Pois bem, expliquem-me lá qual é a necessidade de usar o equipamento alternativo. E se havia essa necessidade porque é que não foi a equipa da casa a mudar?

O mais engraçado é que com tanta preocupação em alterar as cores tradicionais, a equipa sadina conseguiu ir a jogo com um guarda redes equipado com cores que se confundiam com as camisolas do Benfica. Dizem-me que na televisão ainda era mais evidente do que no estádio. Tanto assim foi que Cristiano na 2ª parte aparece equipado de... amarelo!

Eu sei que sou um chato do caraças com estes pormenores, mas também gostava de saber o que aconteceu às quinas de campeão nacional nas mangas das camisolas do clube campeão? Não era costume na Taça de Portugal o "ovo" da Liga desaparecer para dar lugar às quinas de campeão numa manga? Agora, só vejo lá outro "ovo", o da Taça de Portugal, presumo que seja devido ao Benfica ser o actual vencedor do troféu.

Mistérios do futebol português que não interessam a ninguém mas que eu gostava muito de saber as respostas.

 

 

 

Para entrarmos no jogo mais uma curiosidade, o Vitória F.C. de José Couceiro não perdeu a oportunidade de trocar o campo obrigando o Benfica a jogar para sul na primeira parte. Fica registado.

 

Depois de uma paragem para as selecções definirem as suas posições no próximo mundial, a competição regressou a Portugal. A 4ª eliminatória da Taça de Portugal, 2ª para estas duas equipas, foi disputada na Luz e resultou no apuramento do Benfica para a próxima ronda.

Curiosamente, foi a Taça de Portugal a abrir um novo ciclo positivo para o Benfica nas competições internas. Desde o desafio no Algarve com o Olhanense que a equipa de Rui Vitória só soma triunfos. Foi ao norte bater o Aves e o Vitória de Guimarães, ganhou ao Feirense em casa e agora confirmou o ciclo positivo com mais uma vitória. O próximo desafio interno é uma repetição do encontro de hoje mas a contar para o campeonato e será bem diferente do que vimos hoje.

 

O Benfica apresentou duas ideias fortes para esta partida, a manutenção na aposta do 4-3-3 que deu bons sinais em Guimarães e uma janela de oportunidade para vários jogadores menos utilizados. Ao que se acrescenta mais uma estreia de um miúdo trabalhado no Seixal, o norte americano Keaton Parks que até fica bem ligado ao jogo por acção sua no 2º golo da equipa.

 

Portanto, o desenho táctico manteve-se, as individualidades mudaram. Varela regressou à baliza, curiosamente bem menos ansioso do que no começo da época, Douglas na direita, Grimaldo na esquerda, Luisão e Jardel no meio, isto na defesa.

No meio campo, Samaris, Pizzi e Krovinovic, nas alas Cervi e Rafa, na frente Jonas.

O Benfica venceu o jogo mas voltou a demonstrar uma atracção pelo perigo algo incompreensível, isto porque chega ao 1-0 de maneira natural. Após muita posse de bola, vários ataques, pressão alta, velocidade e oportunidades de perigo até chegar o golo.
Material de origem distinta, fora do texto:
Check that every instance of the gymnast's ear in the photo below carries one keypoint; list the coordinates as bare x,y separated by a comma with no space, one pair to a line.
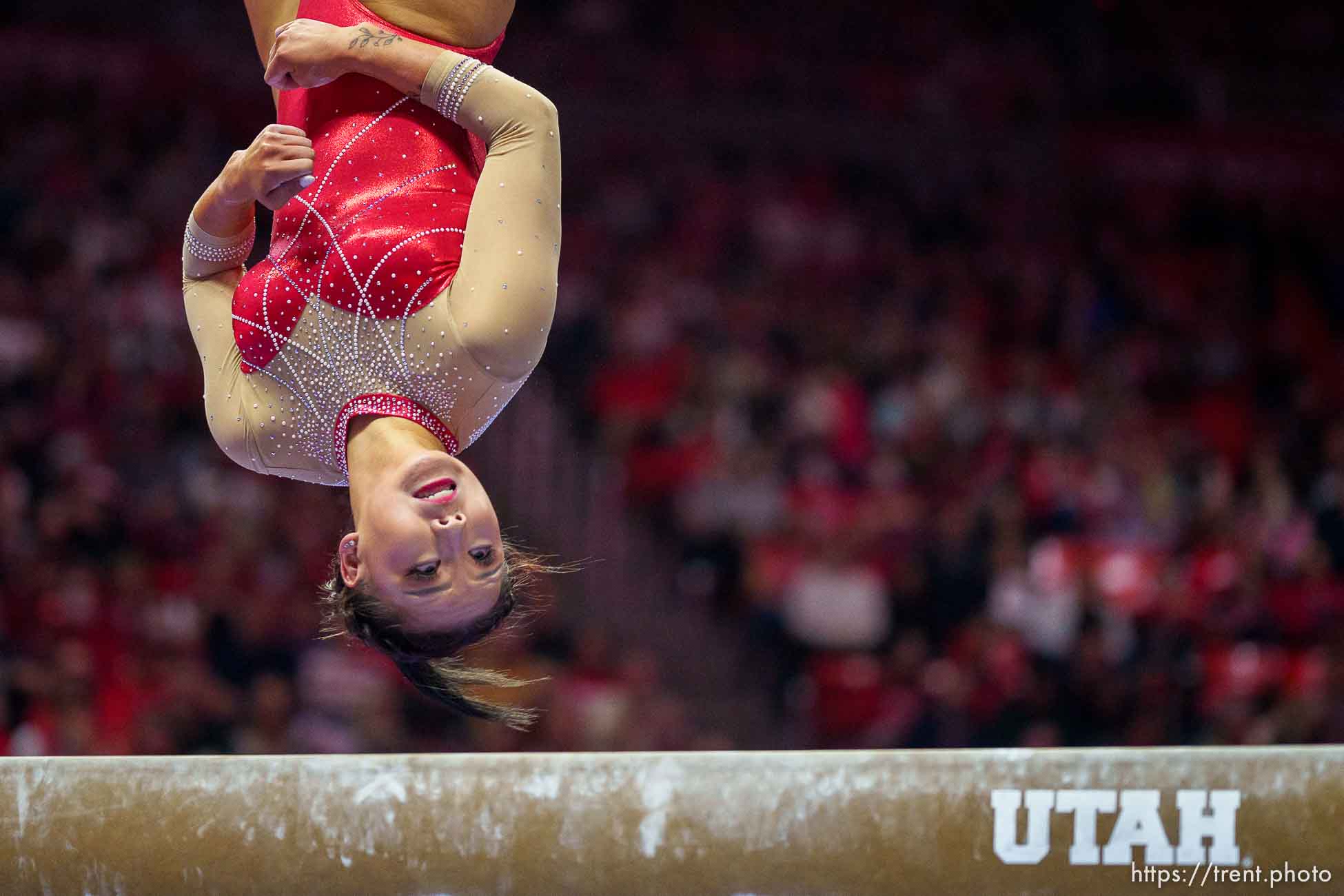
349,555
Um original canto batido por Pizzi com a bola rasteira que vai até Cervi, o argentino agradece e remata convictamente para golo.

Antes de Pizzi bater o canto, o capitão do Vitória, Nuno Pinto, não tirou uma bola do relvado que estava ao seu lado a atrasar a continuação do jogo. Irritou Pizzi e a bancada. Acabou por sofrer golo. O futebol por vezes bate tão certo.

Depois de conseguida a vantagem a equipa caiu na tal tentação de recuar, ceder a posse de bola e voltar a procurar o segundo golo. É estranho e tem acontecido regularmente esta época.

 

A tendência manteve-se na 2ª parte e só com as entradas de André Almeida, Raul e Keaton é que se sentiu sangue novo na equipa. Estar a vencer por 1-0 é sempre intranquilo e se pensarmos que nos últimos três encontros com o Vitória de Setúbal o Benfica só venceu um que acabou com um grande susto que podia ter dado um dramático 2-2, temos o cenário que justifica os nervos vividos nas bancadas da Luz.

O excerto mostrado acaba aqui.